Phoebe Waller-Bridge
Soho Theatre

Phoebe Waller-Bridge Credit: Richard Davenport

Already award-winning and a play that colleague Philip Fisher enjoyed so much that he went back a second time when this first played last year, this really is funny, though its not for the prudish.

If you had told me beforehand that vaginal selfies were a subject for laughter, I might have been put off, but Phoebe Waller-Bridge, as writer and performer, is so up front (and that’s not meant as a pun) that you would have to be very uptight not to enjoy it.

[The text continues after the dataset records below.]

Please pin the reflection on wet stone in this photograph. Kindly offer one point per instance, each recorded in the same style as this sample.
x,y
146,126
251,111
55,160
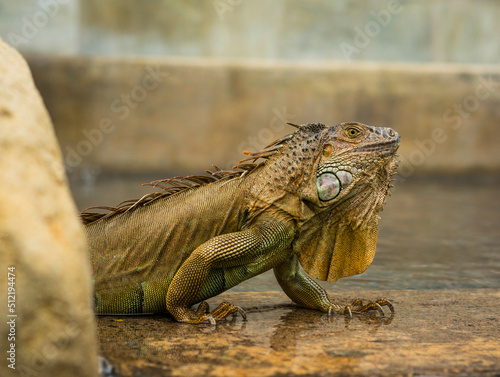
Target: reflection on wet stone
x,y
431,331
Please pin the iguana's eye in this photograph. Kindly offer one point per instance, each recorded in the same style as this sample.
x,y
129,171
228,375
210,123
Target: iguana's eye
x,y
327,150
352,132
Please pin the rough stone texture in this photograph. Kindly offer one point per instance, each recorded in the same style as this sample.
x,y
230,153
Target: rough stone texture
x,y
433,333
182,115
40,236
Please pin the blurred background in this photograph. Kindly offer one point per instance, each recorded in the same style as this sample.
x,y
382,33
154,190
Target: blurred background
x,y
146,90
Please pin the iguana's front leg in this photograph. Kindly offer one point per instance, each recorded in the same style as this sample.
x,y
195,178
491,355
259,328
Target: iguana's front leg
x,y
227,250
305,291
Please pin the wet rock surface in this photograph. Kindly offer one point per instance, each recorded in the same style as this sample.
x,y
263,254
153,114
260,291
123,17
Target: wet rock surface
x,y
433,332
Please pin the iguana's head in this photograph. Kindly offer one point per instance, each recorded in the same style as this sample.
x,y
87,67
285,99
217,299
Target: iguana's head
x,y
333,181
351,158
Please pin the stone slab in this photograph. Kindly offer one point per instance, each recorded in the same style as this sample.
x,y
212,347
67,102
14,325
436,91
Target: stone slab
x,y
433,333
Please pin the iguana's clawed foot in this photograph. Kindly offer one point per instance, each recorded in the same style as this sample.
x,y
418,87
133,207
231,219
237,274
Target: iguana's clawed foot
x,y
221,312
357,306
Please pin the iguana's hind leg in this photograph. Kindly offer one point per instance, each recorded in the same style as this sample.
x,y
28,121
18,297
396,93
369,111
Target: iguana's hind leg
x,y
228,250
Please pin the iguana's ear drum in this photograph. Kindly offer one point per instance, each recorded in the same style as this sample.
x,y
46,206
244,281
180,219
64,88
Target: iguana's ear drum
x,y
328,186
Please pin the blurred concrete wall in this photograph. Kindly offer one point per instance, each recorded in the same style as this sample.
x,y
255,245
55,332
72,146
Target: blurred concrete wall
x,y
178,85
454,31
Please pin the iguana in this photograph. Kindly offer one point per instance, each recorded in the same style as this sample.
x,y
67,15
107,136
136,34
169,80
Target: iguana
x,y
311,201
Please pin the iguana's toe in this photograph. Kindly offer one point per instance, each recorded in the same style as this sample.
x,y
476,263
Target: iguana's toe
x,y
357,306
221,312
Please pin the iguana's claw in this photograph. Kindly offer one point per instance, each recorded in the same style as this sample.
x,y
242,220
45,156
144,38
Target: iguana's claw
x,y
221,312
357,306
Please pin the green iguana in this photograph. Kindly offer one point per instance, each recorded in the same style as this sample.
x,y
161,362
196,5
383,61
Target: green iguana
x,y
313,201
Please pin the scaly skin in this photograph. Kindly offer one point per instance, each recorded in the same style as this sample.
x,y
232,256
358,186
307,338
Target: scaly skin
x,y
313,202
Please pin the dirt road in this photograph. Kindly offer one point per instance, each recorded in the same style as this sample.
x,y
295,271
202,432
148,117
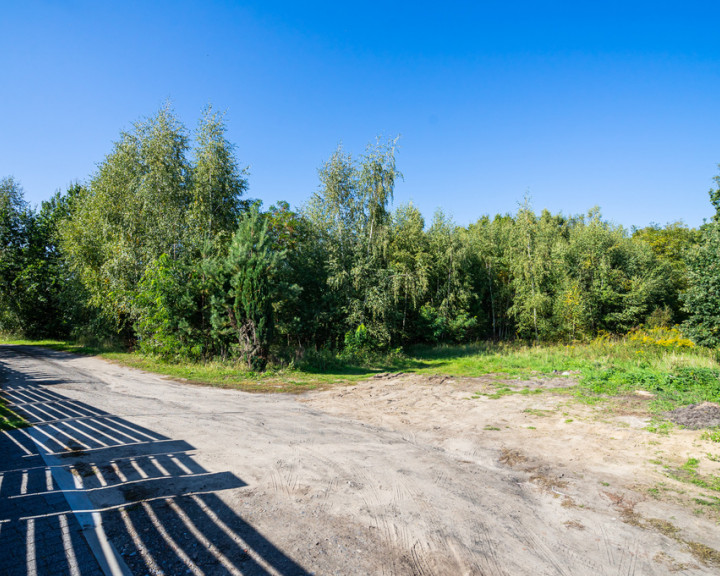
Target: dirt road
x,y
397,475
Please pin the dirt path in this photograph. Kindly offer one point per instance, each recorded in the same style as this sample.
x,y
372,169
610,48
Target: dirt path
x,y
398,475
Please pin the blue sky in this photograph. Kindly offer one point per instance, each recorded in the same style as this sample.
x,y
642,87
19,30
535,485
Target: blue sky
x,y
615,104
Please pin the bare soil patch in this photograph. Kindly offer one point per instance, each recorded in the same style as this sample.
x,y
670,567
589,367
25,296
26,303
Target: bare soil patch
x,y
400,474
696,416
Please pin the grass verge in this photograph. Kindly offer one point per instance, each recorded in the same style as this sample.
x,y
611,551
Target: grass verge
x,y
605,368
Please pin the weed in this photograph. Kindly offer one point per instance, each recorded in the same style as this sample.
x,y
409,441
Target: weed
x,y
9,419
538,412
688,473
660,427
704,553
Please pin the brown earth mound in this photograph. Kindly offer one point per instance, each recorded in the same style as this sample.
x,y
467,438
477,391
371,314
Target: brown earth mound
x,y
696,416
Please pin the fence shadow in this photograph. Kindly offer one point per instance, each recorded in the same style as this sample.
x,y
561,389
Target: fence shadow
x,y
159,508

A young audience packing the theatre and out for a good time helped, but this rude, fast-paced ego-exposure by a woman claiming she’s not obsessed with sex but “just can’t stop thinking about it” earns its accolades.

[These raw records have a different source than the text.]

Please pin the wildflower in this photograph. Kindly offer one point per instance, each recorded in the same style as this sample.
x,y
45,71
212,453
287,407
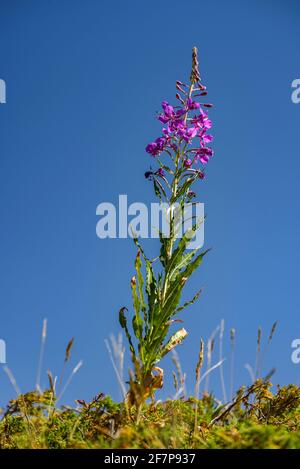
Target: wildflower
x,y
156,147
188,163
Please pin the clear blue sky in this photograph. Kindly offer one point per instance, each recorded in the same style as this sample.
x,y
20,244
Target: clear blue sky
x,y
84,80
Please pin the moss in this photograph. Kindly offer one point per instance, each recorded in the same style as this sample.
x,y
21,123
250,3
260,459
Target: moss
x,y
256,419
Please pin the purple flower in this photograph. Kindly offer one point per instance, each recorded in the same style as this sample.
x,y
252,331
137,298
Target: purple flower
x,y
188,163
192,104
156,147
148,174
160,172
203,155
202,121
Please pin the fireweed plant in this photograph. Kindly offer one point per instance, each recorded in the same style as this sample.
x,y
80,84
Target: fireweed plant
x,y
181,152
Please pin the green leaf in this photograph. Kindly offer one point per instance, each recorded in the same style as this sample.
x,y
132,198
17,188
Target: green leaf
x,y
123,323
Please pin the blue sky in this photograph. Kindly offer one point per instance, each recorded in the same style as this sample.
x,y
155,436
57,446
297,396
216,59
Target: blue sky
x,y
84,80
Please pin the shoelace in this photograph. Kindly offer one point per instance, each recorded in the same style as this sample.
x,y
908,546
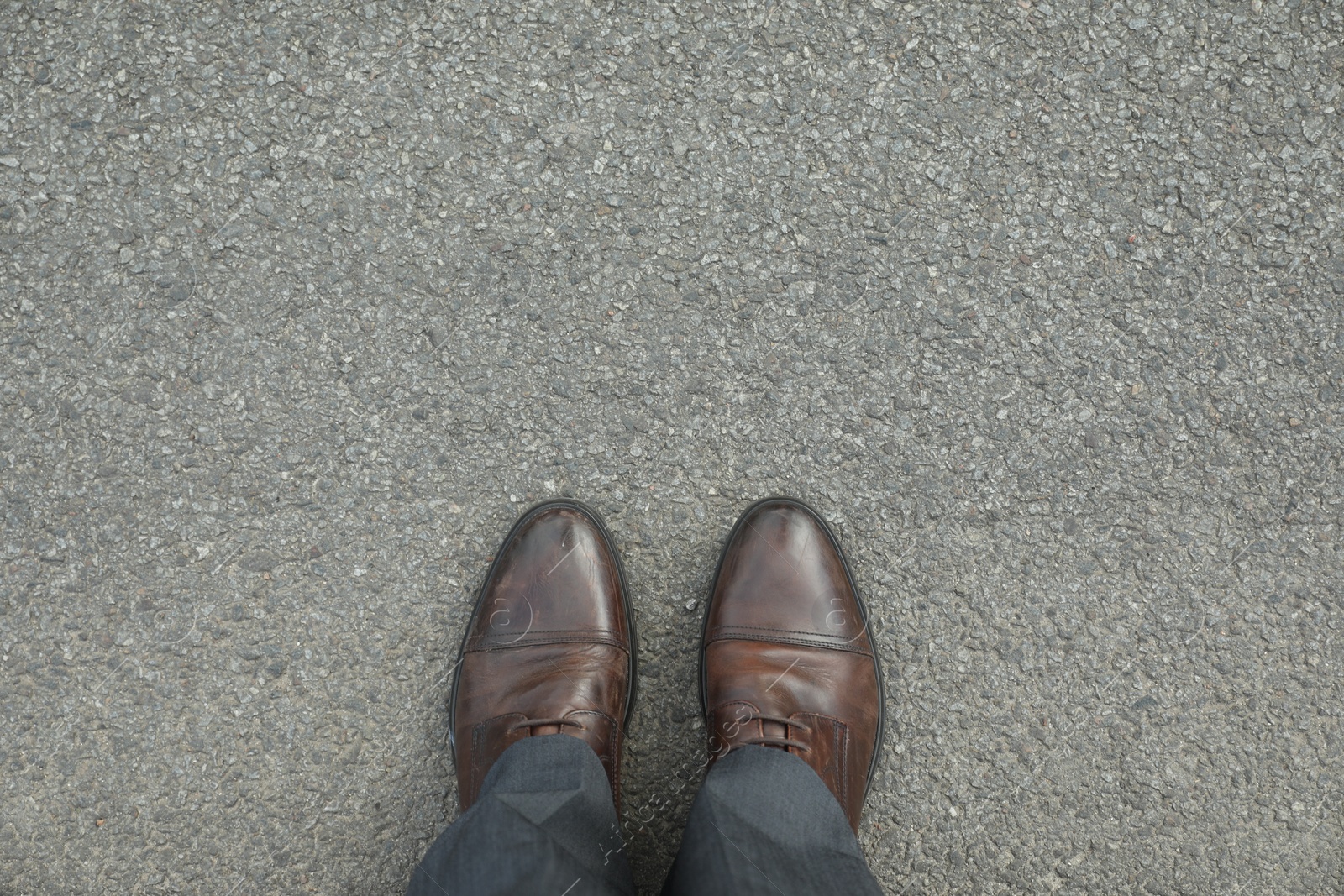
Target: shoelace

It is a solo performance, apart from a few pre-recorded voices (and cueing of these and the sound effects is spot on), that Waller-Bridge sustains for an hour, most of the time in a chair but always animated.

Framed by a job interview (by a boss who has been charged with inappropriate touching), it ranges across Fleabag’s sex life, her failing Guinea-pig Café and its customers, its co-owner, best-friend Boo whose suicide bid wasn’t supposed to succeed but went wrong, tube pick-ups and obsessed boyfriends, her father (would he fancy her if she wasn’t his daughter?) and his new wife, online sex and the terrible tale of what happened to Guinea-pig Hilary.

Vicky Jones's direction keeps balance between the natural and the theatrical. Delivery comes in spontaneous bursts, sentence ends sometimes fading but, spotlit on a low platform, what could be a personal chat remains performance in a cross between stand-up and character acting and it is this that seems to allow an indulgence for language and subject that in a real-life encounter might have you looking for escape instead of being so hilarious.

Of course, it is not just about being funny. There is a dark undercurrent of insecurity, low self esteem, even guilt running through Fleabag. Humour can be a very effective vehicle for going much deeper.